HBV DNA and RNA analysis

Total DNA and RNA were isolated from liver of HBV transgenic mice as described [27], [28]. DNA (Southern) filter hybridization analyses were performed using 20 µg of HindIII digested DNA [27]. Filters were probed with 32P-labeled HBVayw genomic DNA [29] to detect HBV sequences. RNA (Northern) filter hybridization analyses were performed using 10 µg of total cellular RNA as described [27]. Filters were probed with 32P-labeled HBVayw genomic DNA to detect HBV sequences and mouse glyceraldehyde 3-phosphate dehydrogenase (GAPDH) cDNA to detect the GAPDH transcript used as an internal control [30]. Filter hybridization analyses were quantitated by phosphorimaging using a Packard Cyclone Storage Phosphor System.
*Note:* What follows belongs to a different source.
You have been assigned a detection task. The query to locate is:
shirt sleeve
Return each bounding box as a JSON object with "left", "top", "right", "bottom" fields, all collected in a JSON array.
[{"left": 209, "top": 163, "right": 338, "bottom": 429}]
Reverse transcription-quantitative polymerase chain reaction was used to measure the level of HNF4α transcripts in mouse liver RNA. After DNase I treatment, 1 µg of RNA was used for cDNA synthesis using the TaqMan reverse transcription reagents (Applied Biosystems, Foster City, CA), followed by real-time PCR quantification using SYBR Green and an Applied Biosystems 7300 real-time thermocycler (Applied Biosystems). Thermal cycling consisted of an initial denaturation step for 10 min at 95°C followed by 40 cycles of denaturation (15 sec at 95°C) and annealing/extension (1 min at 60°C). The relative HNF4α RNA expression levels were estimated using the ΔΔCt method with normalization to mouse GAPDH RNA. The PCR primers used were 5′-TCAACGCGCTCCTGC-3′ (HNF4α exon 4 sense primer), 5′-AATCTTCTTTGCCCGAATGT-3′ (HNF4α exon 5 antisense primer), 5′-TCTGGAAAGCTGTGGCGTG-3′ (mouse GAPDH sense primer) and 5′-CCAGTGAGCTTCCCGTTCAG-3′ (mouse GAPDH antisense primer).